How Far Can I Push a GenServer?
I’ve been using Elixir for a while and I’ve implemented a number of GenServers. But while I think I mostly understand the purpose of them, I’ve not gotten the chance to push one it’s limits, scale it up, and find ways to address it’s bottlenecks. I thought that it would be fun to create something to which I could give the URL as part of a presentation and have some confidence that it would be able to handle all the users who connected to it. So recently I implemented a simple game grid using Phoenix LiveView and emojis as indicators of player and objects. If you would like to learn about my journey, read on! But note that you’ll probably want to have at least a basic understanding of GenServers first. You might start by reading this and/or watching this.
If you would like to look at the source code for this project you can see it on GitHub.
TL;DR: This post isn’t very TL;DR-able 😁 I don’t have any conclusions or recommendations to share, just a journey. I invite you to join me to learn what I’ve learned!
Overview of the Project
It is an Elixir Phoenix app which starts up a GenServer
process as the game server which:
- Keeps track of a 1000x1000 square game grid, populated with random objects (trees, to start)
- Allows clients (other Elixir processes, players + actors) to make moves
- Keeps track of the current position of clients, indexed by their process ID (PID)

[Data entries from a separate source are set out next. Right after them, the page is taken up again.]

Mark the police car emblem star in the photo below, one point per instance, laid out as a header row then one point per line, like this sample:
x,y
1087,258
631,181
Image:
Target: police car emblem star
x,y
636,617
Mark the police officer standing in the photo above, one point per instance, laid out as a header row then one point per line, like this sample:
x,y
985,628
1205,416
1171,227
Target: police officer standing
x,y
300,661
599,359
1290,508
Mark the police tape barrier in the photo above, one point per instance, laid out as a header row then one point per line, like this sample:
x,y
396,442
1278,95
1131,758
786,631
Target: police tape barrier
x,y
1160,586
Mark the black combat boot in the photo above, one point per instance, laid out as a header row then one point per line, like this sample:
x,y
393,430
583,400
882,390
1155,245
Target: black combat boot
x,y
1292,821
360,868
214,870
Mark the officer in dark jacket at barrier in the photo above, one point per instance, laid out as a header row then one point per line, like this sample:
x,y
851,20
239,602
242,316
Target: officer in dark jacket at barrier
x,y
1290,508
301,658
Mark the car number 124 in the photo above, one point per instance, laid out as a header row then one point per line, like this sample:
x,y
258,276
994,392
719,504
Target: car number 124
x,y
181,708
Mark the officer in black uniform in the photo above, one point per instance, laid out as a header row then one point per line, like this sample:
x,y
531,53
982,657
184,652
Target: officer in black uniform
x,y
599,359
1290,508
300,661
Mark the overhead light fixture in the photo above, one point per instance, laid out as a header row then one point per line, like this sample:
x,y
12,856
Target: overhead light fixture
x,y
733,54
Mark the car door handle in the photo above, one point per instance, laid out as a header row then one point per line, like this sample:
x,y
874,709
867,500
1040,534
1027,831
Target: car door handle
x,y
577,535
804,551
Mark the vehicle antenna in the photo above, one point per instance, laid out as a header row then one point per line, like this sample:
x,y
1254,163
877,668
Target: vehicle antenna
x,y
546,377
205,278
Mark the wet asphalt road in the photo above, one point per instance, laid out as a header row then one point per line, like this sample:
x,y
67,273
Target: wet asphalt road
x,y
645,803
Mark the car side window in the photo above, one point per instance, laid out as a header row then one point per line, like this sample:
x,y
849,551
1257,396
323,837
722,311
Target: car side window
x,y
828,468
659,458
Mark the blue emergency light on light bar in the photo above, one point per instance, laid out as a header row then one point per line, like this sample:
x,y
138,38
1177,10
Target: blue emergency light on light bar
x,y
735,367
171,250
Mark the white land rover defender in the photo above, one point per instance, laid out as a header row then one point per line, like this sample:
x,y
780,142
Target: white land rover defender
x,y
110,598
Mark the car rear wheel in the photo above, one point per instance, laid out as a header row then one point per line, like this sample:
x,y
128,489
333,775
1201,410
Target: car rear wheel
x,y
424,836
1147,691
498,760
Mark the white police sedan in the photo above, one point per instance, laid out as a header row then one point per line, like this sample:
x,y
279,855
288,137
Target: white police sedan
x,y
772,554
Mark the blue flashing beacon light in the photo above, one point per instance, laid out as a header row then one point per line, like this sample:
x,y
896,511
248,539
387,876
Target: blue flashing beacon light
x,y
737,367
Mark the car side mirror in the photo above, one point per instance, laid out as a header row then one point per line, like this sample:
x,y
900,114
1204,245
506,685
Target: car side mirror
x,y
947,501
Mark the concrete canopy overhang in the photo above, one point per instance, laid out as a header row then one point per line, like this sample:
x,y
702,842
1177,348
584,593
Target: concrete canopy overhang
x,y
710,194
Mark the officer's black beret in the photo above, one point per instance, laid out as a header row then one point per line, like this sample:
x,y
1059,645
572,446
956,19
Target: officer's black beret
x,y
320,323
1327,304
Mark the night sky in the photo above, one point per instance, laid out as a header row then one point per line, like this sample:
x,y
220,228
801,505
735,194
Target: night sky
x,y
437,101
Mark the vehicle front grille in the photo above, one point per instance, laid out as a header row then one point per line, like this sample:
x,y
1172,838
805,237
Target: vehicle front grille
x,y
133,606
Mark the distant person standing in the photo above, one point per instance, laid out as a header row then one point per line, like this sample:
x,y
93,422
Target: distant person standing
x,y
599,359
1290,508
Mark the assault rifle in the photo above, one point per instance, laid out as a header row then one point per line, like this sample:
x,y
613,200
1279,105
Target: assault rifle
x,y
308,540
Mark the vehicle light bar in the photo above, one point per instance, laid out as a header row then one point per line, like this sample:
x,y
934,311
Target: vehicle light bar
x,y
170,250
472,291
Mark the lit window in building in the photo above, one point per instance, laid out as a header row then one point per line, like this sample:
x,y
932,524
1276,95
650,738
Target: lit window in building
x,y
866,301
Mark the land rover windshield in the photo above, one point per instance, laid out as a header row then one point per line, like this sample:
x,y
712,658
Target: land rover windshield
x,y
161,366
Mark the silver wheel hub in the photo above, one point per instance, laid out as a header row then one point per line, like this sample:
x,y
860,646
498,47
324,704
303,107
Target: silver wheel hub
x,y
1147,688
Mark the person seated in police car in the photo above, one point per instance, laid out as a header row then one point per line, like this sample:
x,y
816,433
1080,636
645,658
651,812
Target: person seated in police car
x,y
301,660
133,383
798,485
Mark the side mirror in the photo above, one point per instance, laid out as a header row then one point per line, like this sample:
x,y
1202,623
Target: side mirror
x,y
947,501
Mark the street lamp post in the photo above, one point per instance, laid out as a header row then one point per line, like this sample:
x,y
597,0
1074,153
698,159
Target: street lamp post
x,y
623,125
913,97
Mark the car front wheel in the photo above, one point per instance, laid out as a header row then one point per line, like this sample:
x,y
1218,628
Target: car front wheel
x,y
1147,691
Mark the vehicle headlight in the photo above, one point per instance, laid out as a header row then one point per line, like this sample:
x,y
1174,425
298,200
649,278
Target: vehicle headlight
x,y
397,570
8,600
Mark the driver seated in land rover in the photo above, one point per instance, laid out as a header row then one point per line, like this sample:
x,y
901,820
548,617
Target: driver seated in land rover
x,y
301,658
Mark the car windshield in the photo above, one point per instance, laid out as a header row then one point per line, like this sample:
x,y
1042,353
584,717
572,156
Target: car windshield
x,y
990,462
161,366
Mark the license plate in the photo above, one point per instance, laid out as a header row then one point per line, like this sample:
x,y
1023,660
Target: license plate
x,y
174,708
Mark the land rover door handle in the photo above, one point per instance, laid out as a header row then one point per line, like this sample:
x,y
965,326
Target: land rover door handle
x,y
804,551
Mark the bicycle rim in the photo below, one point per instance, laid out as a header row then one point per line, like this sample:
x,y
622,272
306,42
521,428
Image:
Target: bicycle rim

There will then also be two kinds of “client”s of the game server:
- A LiveView UI which handle the player’s session and key presses
- A set of
GenServer
s (the “actors”) which will move randomly every second.
The move
Message
To implement moves I started out with a simple move
message. Clients can send this message to the game server with their new position. An LiveView process sends this once at startup to establish a starting position and then again each time the player presses an arrow key. An actor processes simply sends a move
message once every second to move randomly.
The move
message itself worked fine, but a player wouldn’t see any movement from actor processes until they (the player) moved. I dealt with this problem later, so see the “Sending Map Updates Asyncronously” section below for my solution.
Linking Clients
One thing that I discovered early on was that the game would sometimes crash and the player would end up with a extra “dead” copy of themself on the board. It turns out that this would happen whenever the player pressed any non-arrow key (including modifier keys like alt/option). This is because I was handling key presses with a case
statement without accounting for anything other than the four arrow keys. When another key was pressed a CaseClauseError
error would be raised and crash the LiveView process. LiveView handled this great by automagically creating a new process for the session, but my game server would still think that the old process was around and thus the old avatar was still there. My fix: the game server calls Process.link
to link itself to each client and then traps exits to clean up the information it has about that client’s PID.
Nitty-gritty detail
I initially called Process.link
whenever a client sent a move
message. The documentation says “If such a link exists already, this function does nothing”, so it wasn’t a problem. But the more elegant way would be to just do it once.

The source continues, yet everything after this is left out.